Breakdown numbers always increase during periods of wet weather, as the damp causes problems with engines and electrical systems, particularly in older vehicles. If you must drive, there are a handful of steps you can take to reduce your chances of an accident or breakdown dramatically.
Many rain-related breakdowns are easily avoidable as they are often caused by people driving through deep standing water. While cars have improved significantly in technical terms in recent years they are still not waterproof and will break down if they are driven through deep water. This can lead to catastrophic engine failure which will be extremely expensive to put right.
A catastrophic flood-related engine damage incident is typically caused by water being sucked into the engine which causes the engine to lock up and can in turn damage important engine components including piston connecting rods and valves.

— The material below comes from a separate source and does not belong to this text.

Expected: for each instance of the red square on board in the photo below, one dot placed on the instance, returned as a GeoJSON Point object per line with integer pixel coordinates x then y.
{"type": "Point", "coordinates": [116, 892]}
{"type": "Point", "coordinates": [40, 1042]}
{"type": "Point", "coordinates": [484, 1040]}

This inevitably means a new engine will have to be fitted, but what people generally don’t understand is that it is the owner who is likely to have foot the expensive garage bill unless they can demonstrate to their insurer – like any accident – that it was not their actions that caused the damage.
Before setting off:
- Consider whether your journey is essential. If not, can it be delayed until after the rain has subsided?

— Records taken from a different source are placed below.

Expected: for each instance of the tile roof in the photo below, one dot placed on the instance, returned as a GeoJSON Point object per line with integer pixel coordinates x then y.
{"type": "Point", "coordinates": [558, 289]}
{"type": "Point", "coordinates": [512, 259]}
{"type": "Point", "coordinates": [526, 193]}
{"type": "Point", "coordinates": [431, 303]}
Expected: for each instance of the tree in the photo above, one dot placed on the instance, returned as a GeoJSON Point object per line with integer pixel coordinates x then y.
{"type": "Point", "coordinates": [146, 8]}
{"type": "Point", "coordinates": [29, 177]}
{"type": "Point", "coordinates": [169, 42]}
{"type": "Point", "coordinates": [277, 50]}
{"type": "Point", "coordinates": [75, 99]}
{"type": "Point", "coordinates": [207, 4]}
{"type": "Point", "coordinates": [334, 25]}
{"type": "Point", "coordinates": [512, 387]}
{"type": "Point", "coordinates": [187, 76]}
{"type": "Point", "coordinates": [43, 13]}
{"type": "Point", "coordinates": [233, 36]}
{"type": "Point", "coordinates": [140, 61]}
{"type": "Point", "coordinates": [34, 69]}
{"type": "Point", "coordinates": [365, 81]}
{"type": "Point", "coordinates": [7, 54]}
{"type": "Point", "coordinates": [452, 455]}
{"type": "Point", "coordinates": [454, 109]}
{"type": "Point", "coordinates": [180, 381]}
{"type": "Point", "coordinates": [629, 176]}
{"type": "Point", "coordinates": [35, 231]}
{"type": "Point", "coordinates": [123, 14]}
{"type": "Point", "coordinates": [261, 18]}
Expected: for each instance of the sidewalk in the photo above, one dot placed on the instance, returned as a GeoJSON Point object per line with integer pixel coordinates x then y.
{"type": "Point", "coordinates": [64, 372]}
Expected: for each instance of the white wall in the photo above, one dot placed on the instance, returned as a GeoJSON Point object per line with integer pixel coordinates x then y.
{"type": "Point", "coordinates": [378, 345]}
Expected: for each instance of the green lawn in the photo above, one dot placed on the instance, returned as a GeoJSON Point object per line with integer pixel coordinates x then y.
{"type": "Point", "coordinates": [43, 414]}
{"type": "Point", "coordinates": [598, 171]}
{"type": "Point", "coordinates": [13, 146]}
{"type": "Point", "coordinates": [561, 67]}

- Plan your journey in advance, taking care to avoid areas which are prone to flooding, and factoring in extra time to allow for slower speeds and potential congestion
- Let relatives and friends know your intended route and expected time of arrival and where possible, travel with others
- Check that your windscreen wiper blades are fully functional. If both front and back blades are not up to scratch, get them replaced
- Make sure you fill up. Using your lights and heaters and being caught in traffic use more fuel than driving in normal conditions
- Carry a mobile phone in case you encounter any difficulties during your journey
On the road:
- Use dipped headlights so that other drivers can see you more easily
- Don’t use rear fog lights. They can mask your brake lights and dazzle drivers behind you
- Reduce your speed and leave more space between you and the vehicle in front to account for greater stopping distances – remember the two-second rule
- Look out for large or fast-moving vehicles creating spray which reduces visibility
- Listen out for local news bulletins to keep up-to-date with road closures, flooding and forecasts
- If you break down in torrential rain keep the bonnet closed while waiting for help to arrive, to avoid the electrical system getting soaked
- Driving too fast through standing water could lead to tyres losing contact with the road. If your steering suddenly feels light you could be aquaplaning. To regain grip, ease off the accelerator, do not brake and allow your speed to reduce until you gain full control of the steering again
- Driving fast through deep water can cause serious and expensive damage
- Be considerate to other road users and try not to spray pedestrians and cyclists as you drive through water
Driving In Flooded Areas
The following tips should always be followed for driving in flooded conditions:
- Do not attempt to drive through water if you are unsure of the depth – the edge of the kerb is a good indicator
- If you do go through water, drive on the highest section of the road
- Drive steadily and slowly so as not to create a bow wave in front of the vehicle and allow oncoming traffic to pass first - make sure you have a clear route ahead so you do not have to stop in standing water
- Driving at speed may be dangerous to other vehicles or pedestrians and could cause loss of control
- Drive a safe distance from the vehicle in front
- Never attempt to drive through fast flowing water – you could easily get swept away
- Test your brakes after leaving flood water
- If your engine cuts out after driving through deep water, do not attempt to restart as engine damage may occur – instead call for assistance and have the vehicle professionally examined.